A band playing oldies tunes and a food truck doling out tasty treats livened up a desolate Midtown lot along Main Street Wednesday afternoon amid high spirits it will soon be transformed into a thriving center for smaller arts groups and cement Houston's reputation as a city that welcomes the creative class.
"I always knew this day would come, but I can't believe it is finally here," an ebullient Midtown Arts and Theatre Center Houston board president Emily Todd proclaimed as arts leaders gathered to officially break ground for the new complex, known by the snappy acronym MATCH.
"We've put a lot of energy over the last few years in making Houston a city where one wants to live; not just one where one comes to make a living," Parker said.
For a decade, Todd and others have been working to build a new multi-venue arts facility with theaters, flexible performing spaces and art galleries for smaller arts groups that don't have the resources to rent space at larger venues like the Wortham Theater Center or the Hobby Center for the Performing Arts.
Before a crowd of 300 arts leaders, Todd joined Mayor Annise Parker, State Rep.

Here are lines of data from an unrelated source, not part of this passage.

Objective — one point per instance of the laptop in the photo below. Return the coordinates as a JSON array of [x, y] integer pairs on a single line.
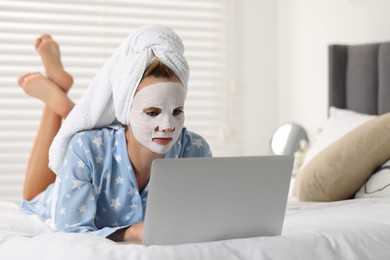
[[195, 200]]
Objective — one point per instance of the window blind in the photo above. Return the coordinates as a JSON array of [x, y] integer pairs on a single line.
[[88, 31]]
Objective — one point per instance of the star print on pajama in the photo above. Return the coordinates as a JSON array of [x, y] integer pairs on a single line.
[[96, 191]]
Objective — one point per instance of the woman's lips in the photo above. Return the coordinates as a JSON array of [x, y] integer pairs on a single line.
[[162, 141]]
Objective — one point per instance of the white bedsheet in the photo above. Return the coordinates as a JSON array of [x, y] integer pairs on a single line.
[[354, 229]]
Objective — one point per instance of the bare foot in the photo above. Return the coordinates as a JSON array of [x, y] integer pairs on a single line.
[[37, 85], [50, 54]]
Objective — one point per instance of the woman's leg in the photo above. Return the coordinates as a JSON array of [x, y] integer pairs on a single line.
[[50, 54], [57, 106]]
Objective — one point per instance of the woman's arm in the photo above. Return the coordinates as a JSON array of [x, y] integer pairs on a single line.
[[132, 233]]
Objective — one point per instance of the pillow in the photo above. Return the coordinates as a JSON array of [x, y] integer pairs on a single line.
[[339, 122], [338, 171], [378, 185]]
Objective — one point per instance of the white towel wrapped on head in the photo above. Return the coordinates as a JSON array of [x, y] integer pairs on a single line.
[[109, 96]]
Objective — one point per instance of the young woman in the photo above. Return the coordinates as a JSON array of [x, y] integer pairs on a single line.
[[102, 170]]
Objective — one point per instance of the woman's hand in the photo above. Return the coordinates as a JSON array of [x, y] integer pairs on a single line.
[[133, 233]]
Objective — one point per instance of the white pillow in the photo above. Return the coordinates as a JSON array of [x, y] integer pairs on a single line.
[[339, 122], [378, 185]]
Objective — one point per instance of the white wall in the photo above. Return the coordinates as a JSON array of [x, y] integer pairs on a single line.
[[258, 77], [305, 29]]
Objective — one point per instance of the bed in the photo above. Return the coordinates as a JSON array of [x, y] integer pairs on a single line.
[[347, 225]]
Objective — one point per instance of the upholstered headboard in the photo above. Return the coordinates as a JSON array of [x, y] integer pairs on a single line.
[[359, 77]]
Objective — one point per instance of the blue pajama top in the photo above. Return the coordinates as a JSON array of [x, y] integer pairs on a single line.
[[96, 190]]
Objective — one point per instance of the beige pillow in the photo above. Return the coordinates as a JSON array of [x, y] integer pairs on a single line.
[[338, 171]]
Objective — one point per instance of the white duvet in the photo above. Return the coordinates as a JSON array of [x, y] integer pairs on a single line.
[[354, 229]]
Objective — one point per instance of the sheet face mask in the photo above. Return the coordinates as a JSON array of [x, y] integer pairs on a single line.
[[167, 97]]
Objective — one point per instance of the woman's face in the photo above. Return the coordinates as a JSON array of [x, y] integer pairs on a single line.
[[156, 114]]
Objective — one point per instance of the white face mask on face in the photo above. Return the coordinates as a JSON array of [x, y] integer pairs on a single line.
[[156, 115]]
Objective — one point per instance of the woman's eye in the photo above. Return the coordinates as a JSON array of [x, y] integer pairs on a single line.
[[152, 111], [177, 112]]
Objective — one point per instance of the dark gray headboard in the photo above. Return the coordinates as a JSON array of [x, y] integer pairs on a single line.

Garnett Coleman, Houston Endowment president Ann Stern and MATCH board member George Levan for a symbolic groundbreaking for the $25 million complex, designed by Lake/Flato and Studio RED architects.
"I've done a lot of these things, so don't pick up much dirt," Parker instructed the others as they each dug a shovel and into a mound on the parking lot and raised it for the cameras.
More than $20 million has been raised for the complex, in a unique mix of public and private funds. Contributions have included a $6 million grant from Houston Endowment. "We think it is a fantastic investment for the arts community, for this vibrant neighborhood and for the future of Houston," said Stern. "And like you, we can't wait to see it come to life."
Parker noted that it was fitting that the groundbreaking was taking place the week that the Offshore Technology Conference was bringing in thousands of visitors because it shows "there's a lot more to Houston than being a town that's just about business."
"We've put a lot of energy over the last few years in making Houston a city where one wants to live; not just one where one comes to make a living," Parker added.
Parker cited a recent survey by the Center for Houston's Future on the impact of the arts. "One of the things the study showed was while we have a strong and very dynamic arts community, there really hasn't been a path for small organizations to grow. MATCH isn't the only answer to that, bit it's one answer," she said.
Parker also noted the project, located on a light rail stop in booming Midtown, will serve as a catalyst for development. "Midtown is exploding with the young professionals who are changing the face of Houston," she said. "We have an opportunity for this new facility to become not just a catalyst for development in the immediate vicinity, but to allow us another huge step forward in recreating Houston as a city in which one wants to live, where we are in competition for the creative class here in America and around the world."
The groundbreaking included a fanfare written specifically for this occasion by Musiqa composer Marcus Maroney and performed by River Oaks Chamber Orchestra Brass Trio. The orchestra will be among the small arts groups to utilize the center when it opens next year.